Pakistan’s Mango Diplomacy


It’s August, the middle of the summer “silly season” when there’s a dearth of news with most politicians and newsmakers away on holiday, so journalists in London welcomed a rare treat. They were invited by Pakistan’s High Commission to a mango festival as part of a series of events to mark the country’s 62nd Independence Day. Assembled journalists at Asia House in London were offered a tantalising selection of mango creations to taste: chicken and mango salad, spicy mango soup, light-as-a-feather mango cake, mango mousse and platefuls of succulent cubes of fresh mango.

As Pakistan’s High Commissioner, Wajid Shamsul Hasan, remarked of mangoes,“ It is a fruit that towers at every feast – of the rich, the poor alike. In the 19th century the greatest Urdu/Persian poet, Mirza Ghalib, by extolling its tasteful qualities, its exotic aroma, its honey-sweetness immortalised it in his beautiful verses. He described it as the King of fruits.”
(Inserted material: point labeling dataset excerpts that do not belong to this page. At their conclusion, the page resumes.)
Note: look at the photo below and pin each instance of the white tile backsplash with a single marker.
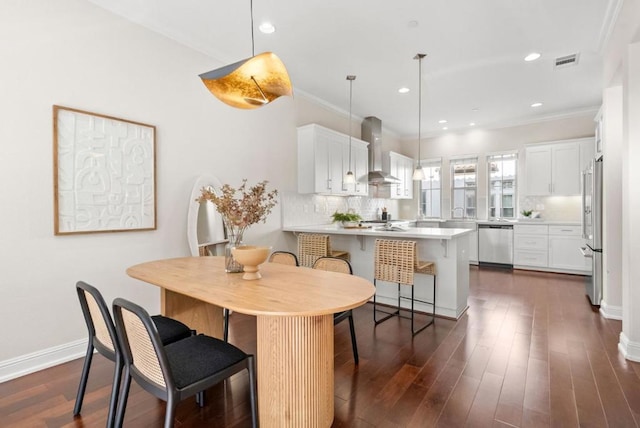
(553, 208)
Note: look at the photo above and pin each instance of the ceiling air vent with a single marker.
(567, 61)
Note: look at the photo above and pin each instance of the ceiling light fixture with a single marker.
(349, 178)
(252, 82)
(532, 56)
(418, 173)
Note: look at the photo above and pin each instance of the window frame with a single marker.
(491, 157)
(473, 161)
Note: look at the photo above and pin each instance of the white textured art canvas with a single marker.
(104, 173)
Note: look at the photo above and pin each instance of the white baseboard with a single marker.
(36, 361)
(630, 350)
(610, 312)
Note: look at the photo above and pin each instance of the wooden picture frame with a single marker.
(104, 173)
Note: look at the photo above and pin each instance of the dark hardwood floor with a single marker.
(530, 352)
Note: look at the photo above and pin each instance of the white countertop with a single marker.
(378, 231)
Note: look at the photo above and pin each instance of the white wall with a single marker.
(75, 54)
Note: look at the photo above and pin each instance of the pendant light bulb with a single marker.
(418, 173)
(349, 177)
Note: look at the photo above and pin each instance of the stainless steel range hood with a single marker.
(371, 132)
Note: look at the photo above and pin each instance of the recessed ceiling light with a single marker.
(532, 56)
(267, 28)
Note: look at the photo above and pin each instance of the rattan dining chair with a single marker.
(397, 261)
(284, 257)
(335, 264)
(176, 371)
(312, 246)
(103, 338)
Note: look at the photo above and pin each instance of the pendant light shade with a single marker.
(349, 177)
(418, 173)
(252, 82)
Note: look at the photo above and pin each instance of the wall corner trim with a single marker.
(36, 361)
(630, 350)
(610, 312)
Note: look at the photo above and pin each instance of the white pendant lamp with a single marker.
(418, 173)
(252, 82)
(349, 177)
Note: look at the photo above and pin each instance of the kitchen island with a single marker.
(448, 248)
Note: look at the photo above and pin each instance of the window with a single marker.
(431, 189)
(502, 185)
(464, 187)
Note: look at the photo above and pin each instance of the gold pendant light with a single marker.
(252, 82)
(349, 178)
(418, 173)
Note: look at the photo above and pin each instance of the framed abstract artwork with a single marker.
(104, 173)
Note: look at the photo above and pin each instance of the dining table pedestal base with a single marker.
(295, 371)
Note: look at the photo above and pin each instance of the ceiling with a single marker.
(474, 70)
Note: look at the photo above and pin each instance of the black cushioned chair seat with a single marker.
(170, 330)
(211, 356)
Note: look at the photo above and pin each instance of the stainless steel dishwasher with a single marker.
(495, 245)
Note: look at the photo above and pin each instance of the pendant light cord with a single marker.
(253, 43)
(419, 107)
(350, 121)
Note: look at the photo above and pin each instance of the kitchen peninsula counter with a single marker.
(448, 248)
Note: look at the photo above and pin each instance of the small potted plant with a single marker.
(349, 219)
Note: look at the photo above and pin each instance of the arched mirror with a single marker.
(205, 230)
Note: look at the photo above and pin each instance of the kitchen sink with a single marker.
(459, 224)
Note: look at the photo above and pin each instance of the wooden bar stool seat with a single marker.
(397, 261)
(312, 246)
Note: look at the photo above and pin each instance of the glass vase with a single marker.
(231, 265)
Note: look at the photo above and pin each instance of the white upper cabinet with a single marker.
(553, 169)
(323, 159)
(401, 167)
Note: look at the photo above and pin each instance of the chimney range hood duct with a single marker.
(371, 132)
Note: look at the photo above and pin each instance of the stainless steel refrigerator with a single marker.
(592, 226)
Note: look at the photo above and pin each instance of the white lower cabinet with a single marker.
(530, 245)
(554, 248)
(564, 249)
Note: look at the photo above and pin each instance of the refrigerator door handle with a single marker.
(585, 209)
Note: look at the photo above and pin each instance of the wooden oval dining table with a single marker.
(294, 309)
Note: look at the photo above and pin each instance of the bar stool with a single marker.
(312, 246)
(397, 261)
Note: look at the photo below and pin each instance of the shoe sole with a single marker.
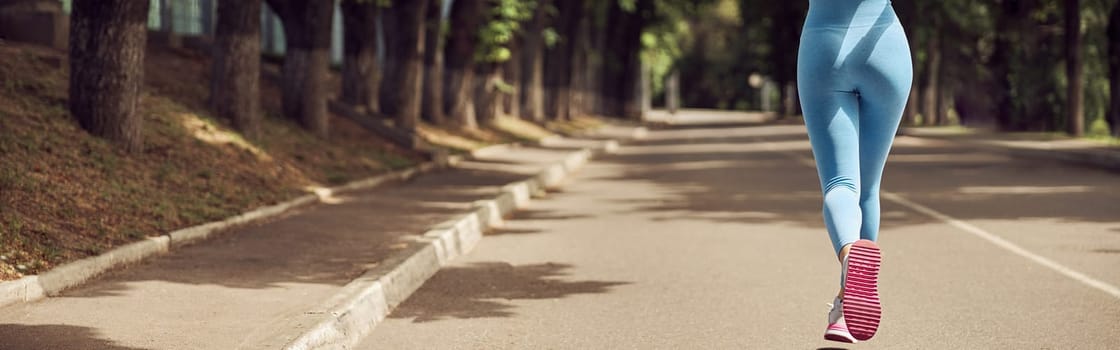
(861, 309)
(839, 337)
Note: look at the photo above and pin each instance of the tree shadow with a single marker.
(21, 337)
(756, 182)
(546, 214)
(484, 289)
(325, 245)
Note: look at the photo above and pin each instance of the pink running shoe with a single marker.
(861, 306)
(838, 330)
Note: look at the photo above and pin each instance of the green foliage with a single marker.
(503, 21)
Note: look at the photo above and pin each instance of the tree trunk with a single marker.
(361, 74)
(106, 48)
(931, 100)
(236, 67)
(307, 36)
(206, 17)
(431, 106)
(511, 73)
(621, 64)
(579, 66)
(401, 95)
(1113, 55)
(1006, 16)
(560, 60)
(532, 77)
(908, 16)
(466, 19)
(1075, 104)
(486, 93)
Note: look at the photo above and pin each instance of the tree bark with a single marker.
(580, 66)
(106, 49)
(236, 68)
(307, 35)
(486, 93)
(1075, 91)
(1007, 14)
(931, 99)
(361, 73)
(466, 18)
(532, 77)
(401, 94)
(622, 66)
(511, 73)
(560, 60)
(1113, 35)
(431, 106)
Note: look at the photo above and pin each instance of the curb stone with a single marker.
(50, 283)
(366, 301)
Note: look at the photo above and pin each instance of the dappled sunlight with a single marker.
(684, 135)
(715, 148)
(945, 157)
(515, 168)
(492, 289)
(521, 128)
(207, 131)
(1024, 190)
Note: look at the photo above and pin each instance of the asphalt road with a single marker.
(711, 238)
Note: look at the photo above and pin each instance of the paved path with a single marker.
(245, 289)
(711, 238)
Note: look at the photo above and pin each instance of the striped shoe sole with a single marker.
(861, 309)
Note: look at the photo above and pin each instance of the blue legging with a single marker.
(854, 77)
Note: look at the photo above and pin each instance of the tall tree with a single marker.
(307, 58)
(1007, 15)
(361, 73)
(580, 68)
(106, 49)
(503, 22)
(1113, 36)
(511, 73)
(931, 86)
(466, 18)
(532, 65)
(404, 28)
(431, 106)
(622, 64)
(560, 57)
(1075, 103)
(236, 68)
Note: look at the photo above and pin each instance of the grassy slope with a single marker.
(66, 195)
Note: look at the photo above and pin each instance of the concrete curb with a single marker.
(366, 301)
(1102, 159)
(57, 279)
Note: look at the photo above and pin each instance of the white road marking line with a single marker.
(1006, 245)
(999, 241)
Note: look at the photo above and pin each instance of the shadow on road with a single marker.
(19, 337)
(746, 175)
(483, 289)
(329, 243)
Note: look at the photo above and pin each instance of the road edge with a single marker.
(1101, 159)
(366, 301)
(53, 282)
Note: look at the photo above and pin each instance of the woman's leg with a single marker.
(885, 85)
(832, 120)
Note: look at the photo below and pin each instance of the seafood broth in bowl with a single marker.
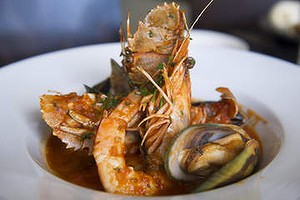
(270, 135)
(139, 133)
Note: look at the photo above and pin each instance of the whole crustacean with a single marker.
(166, 104)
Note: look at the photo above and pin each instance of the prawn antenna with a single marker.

There are 1,300 varieties of mangoes in Pakistan. Slice it or suck it – either way a mango tastes sublime. Eaten with a paratha, it makes a complete meal. A mango lassi (curd shake) in the morning provides an energy boost to see you through the day. A mango salad for lunch and another glass of mango shake in place of afternoon tea will pep you up. Commercially mangoes are used to make ice-cream, squashes, juices, chutneys, pickles, mango puree and sold in slices in syrup. And you don’t have to travel all the way to Pakistan to enjoy these delicacies, they’re readily available in most food stores in the UK.

According to Mr Hasan, mangoes are a special favourite with the Queen, a passion she shares with her son, Prince Charles. After learning of Her Majesty’s partiality to the fruit, the High Commissioner had mangoes sent to the Palace and to other important dignitaries. A few days later the High Commissioner attended a Garden Party at Buckingham Palace.

“ When I was introduced to the Queen, Her Majesty made my day when she said she was very fond of mangoes and was very pleased to know – for the first time – that Pakistan produced top class mangoes. His Royal Highness Prince Charles too disclosed that he had the pulp removed, frozen and made ice cream for his children. It was the beginning of Pakistan’s mango diplomacy.”

Mr Hasan recalled another occasion after he had just been appointed High Commissioner for the first time in 1994. “I received a call from my Prime Minister martyred Mohtarma Benazir Bhutto on her way to Ireland asking what she should get for me from Pakistan. Since it was the beginning of the season I said ‘mangoes.’ Being a great lover of the fruit herself, when her plane stopped over in London it had 200 boxes of the finest Pakistani mangoes.”

Several journalists, included myself, were the beneficiaries of Ms Bhutto’s generosity when she was alive. Every summer, on her instructions, a box of delicious mangoes from Pakistan would be delivered to our doors – another example of mango diplomacy in operation.